Five speakers at the workshop discussed new forms of TB research that could have a dramatic effect on TB prevention and treatment. New technologies and innovative analytic methods offer opportunities not available with traditional approaches.
CREATING A SYNERGY OF DISCOVERY AND DELIVERY OF CARE1
Around the year 2000, Anne E. Goldfeld, Harvard Medical School and GHC, started to see wasting and dying caused by AIDS in Cambodia, which previously had been largely spared from that epidemic. Many children were taking care of their dying parents, and others were themselves infected. “We were overwhelmed about how to handle this,” said Goldfeld. From private sources, she and her colleagues were able to obtain the funds needed to keep 100 people alive for 1 year. They also began conducting research through the Comprehensive International Program for Research on AIDS (CIPRA), partly because they knew this work would help get AIDS drugs into the country. And they convinced the photographer James Nachtwey to come to Cambodia to document the country’s joint epidemic of AIDS and TB, helping to shed light internationally on this problem, which was under-appreciated at the time. Goldfeld noted that between a quarter and a half of the 30 million people with HIV infection who have died have actually died of TB, which is curable even in a setting with a high prevalence of AIDS.

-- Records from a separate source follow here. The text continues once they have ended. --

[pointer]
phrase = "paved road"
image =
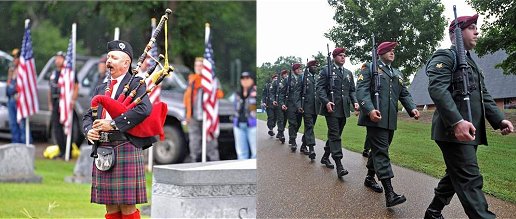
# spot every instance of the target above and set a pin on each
(290, 186)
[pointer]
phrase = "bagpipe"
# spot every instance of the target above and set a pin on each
(153, 124)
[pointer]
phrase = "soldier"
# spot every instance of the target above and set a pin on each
(310, 108)
(292, 93)
(457, 138)
(380, 121)
(279, 99)
(336, 111)
(122, 186)
(267, 102)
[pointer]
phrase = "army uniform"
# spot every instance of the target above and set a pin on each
(344, 94)
(380, 134)
(281, 114)
(294, 117)
(269, 107)
(462, 175)
(311, 107)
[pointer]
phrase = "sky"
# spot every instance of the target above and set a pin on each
(297, 27)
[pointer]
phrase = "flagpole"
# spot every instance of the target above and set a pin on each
(151, 158)
(204, 130)
(70, 113)
(117, 33)
(27, 126)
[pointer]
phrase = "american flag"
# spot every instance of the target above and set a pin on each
(27, 103)
(209, 86)
(154, 95)
(66, 82)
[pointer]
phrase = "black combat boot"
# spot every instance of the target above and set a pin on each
(371, 183)
(326, 160)
(293, 145)
(434, 210)
(366, 153)
(340, 169)
(391, 198)
(311, 152)
(303, 149)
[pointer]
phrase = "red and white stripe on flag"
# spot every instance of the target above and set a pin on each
(27, 103)
(209, 86)
(66, 83)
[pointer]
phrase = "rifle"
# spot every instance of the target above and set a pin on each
(289, 80)
(276, 94)
(376, 76)
(303, 86)
(331, 75)
(463, 69)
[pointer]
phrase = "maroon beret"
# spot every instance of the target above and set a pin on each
(464, 21)
(312, 63)
(296, 66)
(337, 51)
(385, 47)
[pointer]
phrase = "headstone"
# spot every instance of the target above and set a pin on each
(221, 189)
(17, 163)
(83, 165)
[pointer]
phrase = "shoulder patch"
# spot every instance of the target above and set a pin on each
(360, 77)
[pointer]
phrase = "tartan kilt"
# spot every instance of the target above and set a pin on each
(124, 183)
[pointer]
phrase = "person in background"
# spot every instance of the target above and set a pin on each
(193, 105)
(17, 128)
(244, 121)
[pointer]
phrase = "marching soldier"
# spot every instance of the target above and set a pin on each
(309, 108)
(380, 121)
(281, 113)
(336, 111)
(457, 138)
(267, 102)
(292, 93)
(121, 186)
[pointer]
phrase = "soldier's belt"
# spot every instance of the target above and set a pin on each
(106, 137)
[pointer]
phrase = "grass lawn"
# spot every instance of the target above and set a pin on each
(413, 148)
(52, 198)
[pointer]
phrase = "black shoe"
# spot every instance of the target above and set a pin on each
(433, 214)
(372, 184)
(304, 150)
(340, 170)
(326, 161)
(391, 198)
(365, 153)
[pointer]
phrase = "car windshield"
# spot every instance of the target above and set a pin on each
(78, 66)
(176, 82)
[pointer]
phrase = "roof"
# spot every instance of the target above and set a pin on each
(497, 84)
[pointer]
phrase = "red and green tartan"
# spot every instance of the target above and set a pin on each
(124, 183)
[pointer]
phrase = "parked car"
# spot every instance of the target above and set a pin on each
(175, 146)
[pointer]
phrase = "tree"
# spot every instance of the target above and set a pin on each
(500, 33)
(417, 26)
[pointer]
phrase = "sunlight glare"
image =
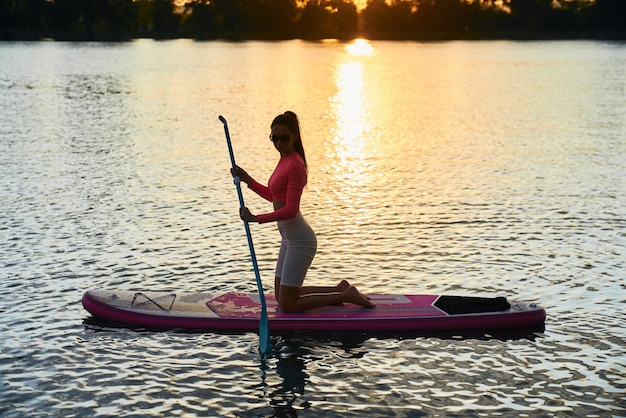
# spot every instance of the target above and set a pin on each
(360, 47)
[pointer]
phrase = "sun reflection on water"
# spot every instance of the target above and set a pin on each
(349, 153)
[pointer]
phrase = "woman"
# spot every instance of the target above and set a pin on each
(299, 243)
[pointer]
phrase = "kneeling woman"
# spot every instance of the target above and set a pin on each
(299, 243)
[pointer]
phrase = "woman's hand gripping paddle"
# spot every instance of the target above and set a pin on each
(265, 345)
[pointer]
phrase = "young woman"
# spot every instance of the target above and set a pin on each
(299, 243)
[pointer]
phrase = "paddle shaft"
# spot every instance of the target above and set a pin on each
(264, 334)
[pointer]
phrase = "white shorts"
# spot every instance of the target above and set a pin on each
(297, 249)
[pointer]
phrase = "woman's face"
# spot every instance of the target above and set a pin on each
(283, 139)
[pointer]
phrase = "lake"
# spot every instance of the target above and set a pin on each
(468, 168)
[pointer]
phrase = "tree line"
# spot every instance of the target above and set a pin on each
(281, 19)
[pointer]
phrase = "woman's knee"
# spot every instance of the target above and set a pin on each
(288, 297)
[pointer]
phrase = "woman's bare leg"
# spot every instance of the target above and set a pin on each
(341, 287)
(291, 301)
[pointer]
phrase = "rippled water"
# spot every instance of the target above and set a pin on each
(476, 168)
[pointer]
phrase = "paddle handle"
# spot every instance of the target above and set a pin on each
(264, 335)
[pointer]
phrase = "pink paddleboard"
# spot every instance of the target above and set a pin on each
(240, 312)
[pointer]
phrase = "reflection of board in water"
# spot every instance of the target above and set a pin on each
(240, 312)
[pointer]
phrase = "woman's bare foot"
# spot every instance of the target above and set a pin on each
(354, 296)
(343, 286)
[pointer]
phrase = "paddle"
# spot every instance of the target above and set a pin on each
(265, 345)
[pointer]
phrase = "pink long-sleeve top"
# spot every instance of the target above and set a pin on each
(285, 185)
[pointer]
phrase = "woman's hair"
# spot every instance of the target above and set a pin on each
(290, 120)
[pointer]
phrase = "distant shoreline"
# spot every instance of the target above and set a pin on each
(7, 35)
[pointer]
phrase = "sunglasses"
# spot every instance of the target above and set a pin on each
(281, 138)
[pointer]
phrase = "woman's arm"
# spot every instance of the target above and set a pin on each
(296, 179)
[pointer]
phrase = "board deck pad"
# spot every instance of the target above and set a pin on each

Goldfeld and her colleagues have been performing hypothesis-driven research in Cambodia to understand the molecular basis of TB’s natural history and to develop operational models for treating the disease, particularly in patients coinfected with HIV. TB and HIV infection each result in a host immune response, which in turn boosts the natural progression of the other pathogen. TB infection usually occurs first, followed by HIV infection, progression to AIDS, and extraordinarily high mortality, particularly when the CD4 level dips below 200. (Goldfeld pointed out that reinfection with TB also is very common in immunosuppressed HIV positive individuals.) When Goldfeld’s team began their research, the international recommendation from WHO was to start antiretroviral therapy for HIV at 2 months following diagnosis. Some data from retrospective studies indicated that an earlier start to therapy produced better outcomes, but drug–drug interactions were a concern for coinfected patients—for example, rifampicin speeds up the cytochrome P450 system of the liver, which increases side effects and the burden of taking medicines.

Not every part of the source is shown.